Given its genetic nature, the diagnosis in relatives of affected patients becomes easier. In our series, for instance, 60% had a family history of WD, and the diagnosis was made at presymptomatic stages. In the remaining cases, the diagnosis is based on standard recommendations. However, several series have reported a substantial delay in reaching the diagnosis, possible due to lack of awareness of this uncommon disease. In our study, which covered a long period, there was a delay in diagnosis since the initial symptoms appeared until the disease was confirmed of over 10 years in 4 patients (20%), mostly patients of the early eras. It is important to point out that those with liver involvement were diagnosed earlier than those with neurological presentation. In fact, in 53% of the patients with initial liver presentation, the diagnosis was confirmed at an age younger than 20, whereas no patient with neurological manifestations was diagnosed at this age.

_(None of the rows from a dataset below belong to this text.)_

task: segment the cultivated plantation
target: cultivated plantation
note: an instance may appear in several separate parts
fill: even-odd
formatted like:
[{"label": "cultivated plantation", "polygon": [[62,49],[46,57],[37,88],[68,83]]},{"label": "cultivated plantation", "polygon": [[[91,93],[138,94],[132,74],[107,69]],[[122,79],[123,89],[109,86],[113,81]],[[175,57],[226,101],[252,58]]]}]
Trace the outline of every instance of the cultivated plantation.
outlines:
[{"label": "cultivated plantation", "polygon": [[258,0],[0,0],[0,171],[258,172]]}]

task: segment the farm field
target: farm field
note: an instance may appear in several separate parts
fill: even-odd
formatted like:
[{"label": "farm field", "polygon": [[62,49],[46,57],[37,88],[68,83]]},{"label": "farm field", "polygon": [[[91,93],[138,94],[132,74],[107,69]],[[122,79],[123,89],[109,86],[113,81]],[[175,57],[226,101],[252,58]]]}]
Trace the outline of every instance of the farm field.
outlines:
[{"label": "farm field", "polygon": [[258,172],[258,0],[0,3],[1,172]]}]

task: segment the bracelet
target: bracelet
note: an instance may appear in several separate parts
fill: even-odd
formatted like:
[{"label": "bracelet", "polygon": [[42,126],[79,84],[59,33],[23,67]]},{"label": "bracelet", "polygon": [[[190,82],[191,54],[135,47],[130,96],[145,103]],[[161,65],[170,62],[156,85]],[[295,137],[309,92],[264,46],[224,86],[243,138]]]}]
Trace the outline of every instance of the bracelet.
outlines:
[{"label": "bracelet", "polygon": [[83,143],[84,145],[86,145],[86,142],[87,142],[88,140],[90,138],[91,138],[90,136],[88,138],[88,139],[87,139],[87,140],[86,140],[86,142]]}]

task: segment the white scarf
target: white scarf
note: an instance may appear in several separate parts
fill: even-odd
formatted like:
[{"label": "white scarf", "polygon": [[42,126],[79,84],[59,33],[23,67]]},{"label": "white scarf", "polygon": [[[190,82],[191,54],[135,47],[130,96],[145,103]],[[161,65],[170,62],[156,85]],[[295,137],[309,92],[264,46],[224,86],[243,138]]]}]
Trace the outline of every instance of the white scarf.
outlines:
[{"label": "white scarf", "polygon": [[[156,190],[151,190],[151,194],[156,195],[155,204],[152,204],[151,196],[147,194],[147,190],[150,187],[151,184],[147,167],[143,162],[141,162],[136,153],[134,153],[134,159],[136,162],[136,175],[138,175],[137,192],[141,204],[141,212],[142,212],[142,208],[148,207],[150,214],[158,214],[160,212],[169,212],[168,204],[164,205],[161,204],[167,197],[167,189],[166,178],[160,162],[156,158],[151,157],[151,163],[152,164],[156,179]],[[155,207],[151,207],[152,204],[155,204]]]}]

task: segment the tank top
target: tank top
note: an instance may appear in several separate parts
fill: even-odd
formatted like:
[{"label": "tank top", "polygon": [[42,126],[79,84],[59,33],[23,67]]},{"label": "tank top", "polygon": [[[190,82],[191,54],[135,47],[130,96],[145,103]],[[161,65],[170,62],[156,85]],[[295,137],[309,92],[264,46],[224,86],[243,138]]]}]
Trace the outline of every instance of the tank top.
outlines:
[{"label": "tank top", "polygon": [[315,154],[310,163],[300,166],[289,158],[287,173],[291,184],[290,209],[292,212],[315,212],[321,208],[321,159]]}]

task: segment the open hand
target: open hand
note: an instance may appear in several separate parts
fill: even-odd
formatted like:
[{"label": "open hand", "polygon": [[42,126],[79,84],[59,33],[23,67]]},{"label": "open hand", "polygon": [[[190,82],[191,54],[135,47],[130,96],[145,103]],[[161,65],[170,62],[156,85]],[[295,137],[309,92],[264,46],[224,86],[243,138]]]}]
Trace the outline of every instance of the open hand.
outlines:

Fortunately, an adequate response to treatment together with a good clinical outcome is generally the rule. In our series, the majority of cases improved with therapy, particularly those with hepatic presentation. Currently, chelating agents are recommended as initial treatment for symptomatic patients.22,23 In our series, d-penicillamine was the drug mostly used, particularly in those who were symptomatic at diagnosis. In patients at pre-symptomatic stages or on maintenance therapy, chelators or Zn are potential alternatives. In our series, therapy with Zn was started in 10% of the patients, those who were asymptomatic. Moreover, d-penicillamine was replaced by Zn in 33% of the patients who had initially started treatment with d-penicillamine and who had evolved favourably. In these patients, no clinical no biochemical changes were observed after switching one drug by the other. In contrast, patients in whom d-penicillamine was replaced by Zn due to side effects (22%) had a clinical but not biochemical remission. Whether the absence of complete liver enzyme normalization is related to Zn itself as suggested in a recent large multicenter study,20 lack of compliance or whether it is related to additional pathologies, particularly non-alcoholic steatohepatitis is unknown. In our patients, compliance was regularly confirmed by determining urine excretion of zinc and copper.
ConclusionIn conclusion, in this short series of patients with WD diagnosed over the last 30 years and treated with different approaches, treatment was found to be effective in most cases regardless of the drug used. However, side effects were common, mostly in those treated with d-penicillamine agents, and required a switch to zinc. Therapy with zinc was well tolerated and appeared to have a good efficacy. However, in 33% of patients treated with Zn, a complete normalization of liver enzymes was never reached. If these patients should be switched back to chelating agents is still a matter of debate.
Conflict of InterestThe authors declare that they do not have anything to disclose regarding funding or conflict of interest with respect to this manuscript.